Le fantasme comparé à la réalité
La question est venue d’un amateur déjà habitué aux sportives, puisqu’il utilise une Audi R8 au quotidien. Il s’interroge sur l’opportunité d’adopter une McLaren en usage journalier : ce choix relève-t-il de la sagesse ou d’un pur caprice ? Entre ceux qui vantent la fiabilité inattendue et ceux confrontés à une avalanche d’embûches, les réponses oscillent entre témoignage d’enthousiasme mécanique et confession d’un véritable parcours d’obstacles.
Quand la routine rime avec plaisir
Certaines expériences viennent nuancer l’image d’une supercar fragile et capricieuse. L’exemple d’un propriétaire de 570S, qualifiée d’"ancienne", illustre cette rareté : sa voiture cumule près de 47 000 miles, soit environ 75 600 km, et sur une année complète, il n’a connu aucun incident majeur, à l’exception d’un souci de frein de parking suite à un prêt à un ami. À ses yeux, l’usage quotidien ne rime pas avec appréhension : entre boîte automatique, aides électroniques et confort appréciable en mode souple, la McLaren s’avère être un outil de mobilité agréable, suffisamment pratique pour transporter un sac de sport ou quelques achats, sans la cantonner au garage toute l’année.

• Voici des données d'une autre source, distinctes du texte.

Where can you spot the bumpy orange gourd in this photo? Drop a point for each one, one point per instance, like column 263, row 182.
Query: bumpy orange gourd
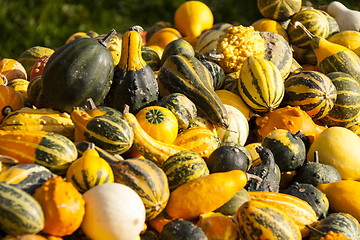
column 63, row 206
column 192, row 18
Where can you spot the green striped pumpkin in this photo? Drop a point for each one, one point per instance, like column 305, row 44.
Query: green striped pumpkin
column 146, row 179
column 314, row 20
column 187, row 75
column 279, row 10
column 260, row 84
column 183, row 167
column 347, row 104
column 26, row 177
column 20, row 213
column 258, row 220
column 312, row 91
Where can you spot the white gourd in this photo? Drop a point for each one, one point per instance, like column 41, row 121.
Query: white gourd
column 347, row 19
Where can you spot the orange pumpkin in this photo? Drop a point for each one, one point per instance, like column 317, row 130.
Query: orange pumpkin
column 63, row 206
column 11, row 69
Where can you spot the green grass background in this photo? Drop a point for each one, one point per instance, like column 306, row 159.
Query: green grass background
column 28, row 23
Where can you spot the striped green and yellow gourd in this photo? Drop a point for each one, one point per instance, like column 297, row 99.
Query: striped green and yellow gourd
column 312, row 91
column 260, row 84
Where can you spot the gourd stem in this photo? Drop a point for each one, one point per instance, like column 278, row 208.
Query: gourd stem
column 308, row 33
column 105, row 41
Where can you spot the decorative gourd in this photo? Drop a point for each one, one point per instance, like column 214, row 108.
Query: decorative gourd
column 147, row 180
column 278, row 51
column 218, row 226
column 182, row 107
column 288, row 149
column 134, row 81
column 187, row 75
column 11, row 69
column 267, row 170
column 260, row 84
column 313, row 196
column 314, row 20
column 38, row 67
column 205, row 194
column 105, row 218
column 182, row 229
column 63, row 206
column 343, row 223
column 313, row 91
column 109, row 132
column 298, row 210
column 279, row 10
column 259, row 220
column 335, row 192
column 31, row 55
column 11, row 100
column 50, row 150
column 348, row 19
column 192, row 18
column 89, row 171
column 231, row 206
column 26, row 217
column 159, row 122
column 316, row 173
column 42, row 119
column 198, row 139
column 332, row 144
column 26, row 177
column 346, row 106
column 238, row 129
column 65, row 87
column 148, row 147
column 183, row 167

Les désillusions du quotidien
D’autres expériences alimentent la réputation capricieuse de la marque. Un second possesseur de 570S ironise sur la célébrité des problèmes de fiabilité : pour lui, la voiture passe environ la moitié de son existence au garage. À chaque immobilisation s’ajoutent des délais et des coûts liés à des pièces spécifiques, ce qui transforme l’entretien régulier en véritable casse-tête, surtout lorsqu’il est difficile de se passer de la voiture pour les trajets quotidiens.
Les agressions du bitume urbain
Rouler tous les jours en McLaren expose la carrosserie à tous les dangers urbains. Sa garde au sol minimale la rend particulièrement vulnérable aux trottoirs élevés, rampes de parkings et dos-d’âne omniprésents. Les rayures finissent par marquer le bouclier avant, les bas de portes ou l’arrière, au point que certains conducteurs privilégient leurs itinéraires en fonction des difficultés topographiques pour préserver leur voiture.
L’enjeu de la visibilité sociale
Au-delà des considérations mécaniques, l’image que renvoie une supercar dans le quotidien professionnel est loin d’être anodine. Un cadre évoque ainsi son choix délibéré de laisser la McLaren au garage lorsqu’il se rend au bureau, préférant une Mazda MX-5 dépouillée de 1994 sans climatisation ni radio, alors même que son supérieur, mieux loti financièrement, roule en Honda Civic. La voiture, véritable symbole, peut parfois créer un décalage gênant au travail.
Adapter la voiture à son mode de vie
Derrière ces anecdotes se dessine une interrogation essentielle : à quoi ressemble votre réalité quotidienne ? Affronter des routes saturées de dos-d’âne, des parkings publics exigus ou vivre dans un quartier où la supercar attire tous les regards nécessite une organisation particulière. Certains trouvent leur équilibre en réservant la McLaren pour les trajets-plaisir, tout en conservant une auto plus discrète et fiable pour les situations moins favorables.
Piloter une supercar chaque jour implique de composer avec bien plus qu’un simple choix automobile : il s’agit d’un mode de vie à part entière, entre fascination et défis constants.